Pamuk ha escrito un manifiesto en contra de los museos "atestados y pretenciosos como el Louvre" y a favor de los museos pequeños y personales, en los que cada objeto está relacionado con una profunda historia sentimental. Su museo intenta ser un recordatorio de la vida cotidiana en los años setenta y ochenta en Estambul, recuperada a través de chucherías como perritos de cerámica, lapiceros y entradas al cine. Sí, lo es, pero más que eso es un canto al fetichismo del coleccionista, que intenta curar una ausencia a través de la frágil consolación de los objetos.
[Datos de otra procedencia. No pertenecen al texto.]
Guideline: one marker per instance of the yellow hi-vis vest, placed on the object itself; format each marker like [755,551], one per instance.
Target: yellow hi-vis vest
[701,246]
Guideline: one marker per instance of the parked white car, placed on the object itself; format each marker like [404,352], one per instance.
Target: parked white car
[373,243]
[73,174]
Por supuesto, el museo es también un homenaje narcisista al propio Pamuk: en el último piso se pueden observar varias vitrinas con manuscritos de la escritura de la novela. Pamuk coquetea con las complejas relaciones entre la realidad y la ficción: él no es Kemal, nos dice, al mismo tiempo que susurra "Kemal soy yo" (varios de los objetos provienen de su adolescencia y juventud). Al final, hay que ver el museo como un homenaje al poder de la ficción: como los hrönir, esos objetos de un cuento de Borges imaginados con tanta fuerza que terminan por aparecer en la realidad, el edificio de la calle Çukurcuma fue primero soñado antes de imponerse a la realidad.